What are the best settings for scanner in order to scan documents(white & black text) and use them for OCR conversion(for best results) and what are standard settings and specification for PDF and TIFF format ?
问题:
回答1:
For OCR, best scanning settings are:
- 300 dpi resolution for regular text, 400 dpi resolution for particularly small fonts (fine print)
- Black & white for text, greyscale for small fonts, color for pictures
- TIFF format. Group4 is used for black & white (very small file size). If color is needed, use Uncompressed (very large file size).

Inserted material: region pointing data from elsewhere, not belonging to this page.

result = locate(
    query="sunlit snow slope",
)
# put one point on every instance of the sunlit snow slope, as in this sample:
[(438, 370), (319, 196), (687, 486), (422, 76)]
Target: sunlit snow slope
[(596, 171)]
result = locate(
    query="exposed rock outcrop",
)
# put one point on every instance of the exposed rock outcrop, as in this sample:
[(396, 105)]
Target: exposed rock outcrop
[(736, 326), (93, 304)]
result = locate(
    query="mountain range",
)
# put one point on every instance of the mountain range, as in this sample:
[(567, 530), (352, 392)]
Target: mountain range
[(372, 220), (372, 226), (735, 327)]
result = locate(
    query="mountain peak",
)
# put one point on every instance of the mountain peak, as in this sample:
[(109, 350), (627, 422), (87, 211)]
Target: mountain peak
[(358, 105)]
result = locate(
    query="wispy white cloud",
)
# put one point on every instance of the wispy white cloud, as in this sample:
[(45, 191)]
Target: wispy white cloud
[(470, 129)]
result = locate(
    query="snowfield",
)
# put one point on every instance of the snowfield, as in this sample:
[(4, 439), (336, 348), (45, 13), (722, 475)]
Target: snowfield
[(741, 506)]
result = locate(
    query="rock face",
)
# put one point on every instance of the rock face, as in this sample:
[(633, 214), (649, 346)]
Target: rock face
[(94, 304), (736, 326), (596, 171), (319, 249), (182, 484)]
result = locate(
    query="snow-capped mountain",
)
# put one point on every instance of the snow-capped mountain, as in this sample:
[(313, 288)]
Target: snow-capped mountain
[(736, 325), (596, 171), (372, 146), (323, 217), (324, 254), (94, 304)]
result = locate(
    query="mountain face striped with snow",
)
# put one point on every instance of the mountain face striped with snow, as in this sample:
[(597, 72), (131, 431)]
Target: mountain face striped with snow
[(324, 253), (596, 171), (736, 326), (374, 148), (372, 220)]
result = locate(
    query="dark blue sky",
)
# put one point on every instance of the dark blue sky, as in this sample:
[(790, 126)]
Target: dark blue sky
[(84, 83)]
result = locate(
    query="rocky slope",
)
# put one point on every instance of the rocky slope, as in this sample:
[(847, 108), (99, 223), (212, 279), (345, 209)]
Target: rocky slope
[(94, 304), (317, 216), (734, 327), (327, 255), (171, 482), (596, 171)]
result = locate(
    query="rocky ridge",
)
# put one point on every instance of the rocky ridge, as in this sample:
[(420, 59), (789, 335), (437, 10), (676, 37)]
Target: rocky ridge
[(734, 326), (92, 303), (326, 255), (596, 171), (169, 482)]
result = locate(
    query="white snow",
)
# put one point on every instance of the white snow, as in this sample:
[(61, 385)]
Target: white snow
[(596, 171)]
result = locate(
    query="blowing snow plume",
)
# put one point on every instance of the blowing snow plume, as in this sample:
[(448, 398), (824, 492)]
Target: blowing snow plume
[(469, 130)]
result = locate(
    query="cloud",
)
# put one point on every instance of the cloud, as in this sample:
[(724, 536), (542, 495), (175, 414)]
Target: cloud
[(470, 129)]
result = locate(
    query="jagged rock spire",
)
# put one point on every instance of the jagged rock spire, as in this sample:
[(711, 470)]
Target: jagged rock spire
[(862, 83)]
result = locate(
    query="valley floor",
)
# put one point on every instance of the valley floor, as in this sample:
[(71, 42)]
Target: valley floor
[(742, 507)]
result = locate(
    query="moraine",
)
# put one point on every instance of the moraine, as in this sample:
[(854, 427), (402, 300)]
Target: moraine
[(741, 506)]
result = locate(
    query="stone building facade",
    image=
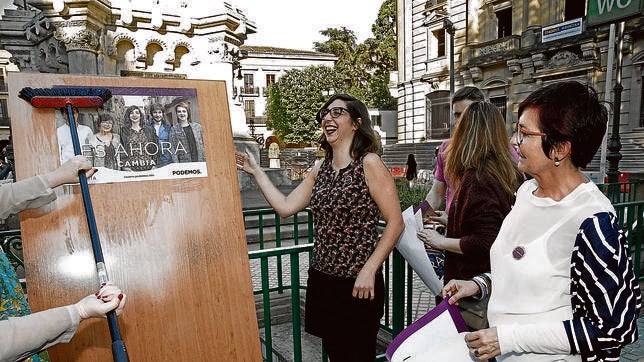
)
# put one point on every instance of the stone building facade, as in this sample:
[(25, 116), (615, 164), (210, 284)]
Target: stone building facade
[(145, 38), (263, 66), (501, 47)]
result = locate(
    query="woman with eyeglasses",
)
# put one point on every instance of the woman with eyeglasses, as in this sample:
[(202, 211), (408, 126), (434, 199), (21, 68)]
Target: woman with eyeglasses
[(347, 192), (562, 283)]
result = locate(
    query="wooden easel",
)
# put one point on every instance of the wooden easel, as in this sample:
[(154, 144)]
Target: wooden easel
[(176, 247)]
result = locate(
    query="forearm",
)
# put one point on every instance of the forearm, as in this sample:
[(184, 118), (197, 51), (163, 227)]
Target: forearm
[(32, 192), (23, 336), (545, 338), (385, 245), (436, 195), (451, 244)]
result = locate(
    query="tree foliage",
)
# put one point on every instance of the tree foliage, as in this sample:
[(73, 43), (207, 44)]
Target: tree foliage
[(294, 100), (365, 67), (361, 70)]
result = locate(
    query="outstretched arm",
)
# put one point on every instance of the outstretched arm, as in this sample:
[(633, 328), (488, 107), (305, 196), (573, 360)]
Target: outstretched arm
[(383, 191), (36, 191), (24, 336), (285, 206)]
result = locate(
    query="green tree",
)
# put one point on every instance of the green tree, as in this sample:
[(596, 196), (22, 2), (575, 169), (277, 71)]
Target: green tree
[(361, 70), (365, 67), (294, 100)]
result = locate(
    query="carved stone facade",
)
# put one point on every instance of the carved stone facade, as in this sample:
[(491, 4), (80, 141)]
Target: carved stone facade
[(125, 38), (507, 66)]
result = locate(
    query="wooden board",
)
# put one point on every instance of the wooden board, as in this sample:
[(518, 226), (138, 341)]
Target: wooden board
[(177, 247)]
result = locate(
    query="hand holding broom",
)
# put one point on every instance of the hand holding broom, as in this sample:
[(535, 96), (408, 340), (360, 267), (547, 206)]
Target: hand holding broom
[(68, 98)]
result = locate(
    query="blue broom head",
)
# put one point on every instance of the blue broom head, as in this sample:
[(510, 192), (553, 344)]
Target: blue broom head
[(80, 97)]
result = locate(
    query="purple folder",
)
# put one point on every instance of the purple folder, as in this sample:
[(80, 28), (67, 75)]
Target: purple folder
[(434, 336)]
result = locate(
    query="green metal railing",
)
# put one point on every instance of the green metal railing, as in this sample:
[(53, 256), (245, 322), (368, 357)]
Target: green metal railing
[(273, 281), (631, 219), (399, 277), (282, 248), (620, 192)]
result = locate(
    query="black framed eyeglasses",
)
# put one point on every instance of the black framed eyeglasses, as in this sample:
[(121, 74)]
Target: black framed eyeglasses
[(335, 113), (522, 132)]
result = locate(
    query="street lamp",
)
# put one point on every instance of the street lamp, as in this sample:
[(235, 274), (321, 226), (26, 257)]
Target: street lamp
[(449, 28), (614, 144)]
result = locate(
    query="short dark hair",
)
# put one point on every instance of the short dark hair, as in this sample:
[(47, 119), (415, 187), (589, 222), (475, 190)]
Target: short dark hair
[(102, 117), (569, 112), (365, 139), (470, 93)]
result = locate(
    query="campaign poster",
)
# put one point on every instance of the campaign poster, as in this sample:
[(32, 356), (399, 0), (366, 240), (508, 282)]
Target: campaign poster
[(139, 134)]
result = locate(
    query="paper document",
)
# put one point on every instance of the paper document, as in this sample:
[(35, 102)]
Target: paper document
[(439, 335), (413, 250)]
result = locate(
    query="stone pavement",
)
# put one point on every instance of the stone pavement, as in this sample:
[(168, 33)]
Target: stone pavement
[(422, 299)]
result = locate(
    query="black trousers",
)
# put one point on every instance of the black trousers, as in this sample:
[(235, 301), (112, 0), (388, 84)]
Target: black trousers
[(348, 326)]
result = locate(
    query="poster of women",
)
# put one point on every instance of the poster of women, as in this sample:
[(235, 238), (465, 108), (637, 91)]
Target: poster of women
[(139, 134)]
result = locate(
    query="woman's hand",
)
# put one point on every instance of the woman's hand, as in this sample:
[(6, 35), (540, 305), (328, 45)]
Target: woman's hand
[(432, 239), (439, 218), (108, 298), (364, 286), (457, 289), (68, 172), (246, 162), (483, 344)]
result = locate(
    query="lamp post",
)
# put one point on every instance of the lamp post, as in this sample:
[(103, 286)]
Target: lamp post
[(237, 56), (614, 144), (449, 28)]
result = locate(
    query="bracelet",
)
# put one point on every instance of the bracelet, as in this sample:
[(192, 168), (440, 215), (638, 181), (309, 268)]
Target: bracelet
[(482, 281)]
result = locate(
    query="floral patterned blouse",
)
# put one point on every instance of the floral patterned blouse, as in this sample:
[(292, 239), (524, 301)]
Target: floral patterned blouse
[(345, 220)]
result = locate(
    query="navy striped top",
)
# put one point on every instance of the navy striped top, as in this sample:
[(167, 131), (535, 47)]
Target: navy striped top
[(605, 294)]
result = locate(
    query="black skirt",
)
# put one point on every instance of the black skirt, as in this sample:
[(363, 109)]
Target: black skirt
[(331, 309)]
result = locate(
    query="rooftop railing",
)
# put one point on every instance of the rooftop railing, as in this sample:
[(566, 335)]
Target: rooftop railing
[(280, 249)]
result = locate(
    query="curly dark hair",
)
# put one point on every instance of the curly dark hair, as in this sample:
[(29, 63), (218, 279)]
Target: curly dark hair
[(569, 112), (365, 139)]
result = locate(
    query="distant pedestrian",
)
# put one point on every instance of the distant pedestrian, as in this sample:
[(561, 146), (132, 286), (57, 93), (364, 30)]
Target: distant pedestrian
[(348, 191), (411, 170)]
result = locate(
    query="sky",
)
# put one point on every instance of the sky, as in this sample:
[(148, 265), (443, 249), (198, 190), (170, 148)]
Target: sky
[(296, 24)]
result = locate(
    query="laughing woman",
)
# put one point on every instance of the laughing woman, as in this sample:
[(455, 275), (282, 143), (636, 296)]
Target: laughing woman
[(348, 192), (140, 142)]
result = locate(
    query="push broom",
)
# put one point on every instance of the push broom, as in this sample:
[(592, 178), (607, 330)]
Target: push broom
[(69, 98)]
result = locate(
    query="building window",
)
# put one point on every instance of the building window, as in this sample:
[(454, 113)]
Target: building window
[(440, 42), (376, 120), (439, 117), (504, 21), (270, 79), (3, 83), (574, 9), (249, 110), (642, 106), (249, 81), (4, 113), (501, 103)]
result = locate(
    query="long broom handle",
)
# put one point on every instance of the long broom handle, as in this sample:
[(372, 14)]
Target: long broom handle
[(119, 353)]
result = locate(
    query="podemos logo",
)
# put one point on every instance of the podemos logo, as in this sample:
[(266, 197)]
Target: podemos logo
[(186, 172)]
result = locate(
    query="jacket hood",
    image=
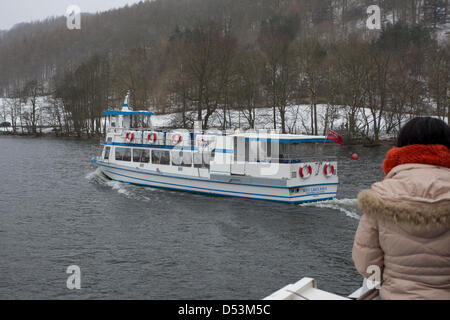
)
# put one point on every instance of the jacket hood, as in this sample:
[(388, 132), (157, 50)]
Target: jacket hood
[(418, 153), (418, 194)]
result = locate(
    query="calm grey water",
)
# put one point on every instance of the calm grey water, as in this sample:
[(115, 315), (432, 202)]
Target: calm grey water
[(140, 243)]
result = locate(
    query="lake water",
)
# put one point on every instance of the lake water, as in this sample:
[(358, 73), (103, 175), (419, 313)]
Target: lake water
[(140, 243)]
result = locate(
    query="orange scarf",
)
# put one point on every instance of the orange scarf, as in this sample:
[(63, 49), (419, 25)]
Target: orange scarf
[(436, 154)]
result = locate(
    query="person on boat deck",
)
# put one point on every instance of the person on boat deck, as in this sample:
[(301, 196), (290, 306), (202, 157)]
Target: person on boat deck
[(405, 223)]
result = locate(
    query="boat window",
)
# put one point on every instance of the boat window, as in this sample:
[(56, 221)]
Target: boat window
[(141, 155), (202, 159), (160, 157), (107, 152), (180, 158), (123, 154), (187, 159)]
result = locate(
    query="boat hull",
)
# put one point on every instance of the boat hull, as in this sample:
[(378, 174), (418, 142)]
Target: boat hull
[(306, 193)]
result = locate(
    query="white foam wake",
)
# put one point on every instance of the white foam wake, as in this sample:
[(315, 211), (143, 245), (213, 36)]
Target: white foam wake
[(347, 206)]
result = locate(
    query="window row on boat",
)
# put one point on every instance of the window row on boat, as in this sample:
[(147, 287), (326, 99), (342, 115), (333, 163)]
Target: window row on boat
[(159, 157)]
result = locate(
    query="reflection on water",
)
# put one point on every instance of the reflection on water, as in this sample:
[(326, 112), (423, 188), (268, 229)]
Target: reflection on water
[(56, 210)]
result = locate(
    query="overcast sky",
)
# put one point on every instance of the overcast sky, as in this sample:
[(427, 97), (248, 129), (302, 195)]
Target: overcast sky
[(16, 11)]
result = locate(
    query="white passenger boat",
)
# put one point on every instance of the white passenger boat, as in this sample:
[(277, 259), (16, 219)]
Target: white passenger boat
[(254, 165)]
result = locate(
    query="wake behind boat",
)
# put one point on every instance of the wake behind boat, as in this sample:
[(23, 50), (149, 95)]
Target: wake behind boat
[(254, 165)]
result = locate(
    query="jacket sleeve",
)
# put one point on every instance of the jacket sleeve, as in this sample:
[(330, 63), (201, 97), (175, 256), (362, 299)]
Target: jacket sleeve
[(366, 247)]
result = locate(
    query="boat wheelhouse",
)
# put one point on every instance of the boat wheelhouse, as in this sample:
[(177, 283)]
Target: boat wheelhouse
[(254, 165)]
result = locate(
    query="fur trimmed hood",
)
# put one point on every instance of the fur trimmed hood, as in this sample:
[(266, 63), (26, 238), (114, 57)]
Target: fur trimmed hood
[(416, 194)]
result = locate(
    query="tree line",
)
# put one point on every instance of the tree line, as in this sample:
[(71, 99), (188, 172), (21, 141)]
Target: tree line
[(276, 55)]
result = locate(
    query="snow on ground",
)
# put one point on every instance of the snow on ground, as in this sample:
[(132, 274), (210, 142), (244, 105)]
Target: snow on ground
[(298, 118)]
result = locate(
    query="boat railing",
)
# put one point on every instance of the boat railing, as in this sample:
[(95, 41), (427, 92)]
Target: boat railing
[(297, 158)]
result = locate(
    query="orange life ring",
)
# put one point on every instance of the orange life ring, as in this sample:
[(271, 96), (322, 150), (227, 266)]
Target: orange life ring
[(152, 137), (305, 172)]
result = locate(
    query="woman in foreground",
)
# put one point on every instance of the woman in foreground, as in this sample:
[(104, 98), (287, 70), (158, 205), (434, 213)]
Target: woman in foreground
[(405, 226)]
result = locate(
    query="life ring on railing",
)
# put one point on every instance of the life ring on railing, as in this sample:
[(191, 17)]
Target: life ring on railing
[(305, 172), (129, 137), (152, 137), (176, 138), (328, 169)]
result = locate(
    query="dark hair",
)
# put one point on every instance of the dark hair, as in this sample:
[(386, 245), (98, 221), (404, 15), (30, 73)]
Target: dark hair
[(424, 131)]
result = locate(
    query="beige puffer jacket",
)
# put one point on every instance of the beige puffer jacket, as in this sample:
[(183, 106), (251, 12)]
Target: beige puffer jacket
[(405, 230)]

Some OCR technologies may have special preferences, which may slightly help, but they are usually minor.
回答2:
For OCR purpose, I would scan a document at 300DPI, B/W or grayscale, and uncompressed TIFF or PNG format.
回答3:
While 300DPI is optimal for "perfect" inputs, if you are working with imperfect inputs (e.g. from a typewriter or dot-matrix printer), then the high resolution will actually throw tesseract off. In cases like this, it is better to use a lower resolution to sort of hide the imperfections. E.g. with a dot-matrix printer I get significantly better results at 150dpi than 300dpi.
回答4:
If you want a general answer, 300 DPI is good. The best OCR results usually for B/W images and if your image quality is low, you might improve it by applying image processing.
Also, if you are saving the scanned image then feeding it to the OCR engine, do NOT use lossy compression like JPEG. Note that there is a lossless JPEG compression but it is not commonly supported.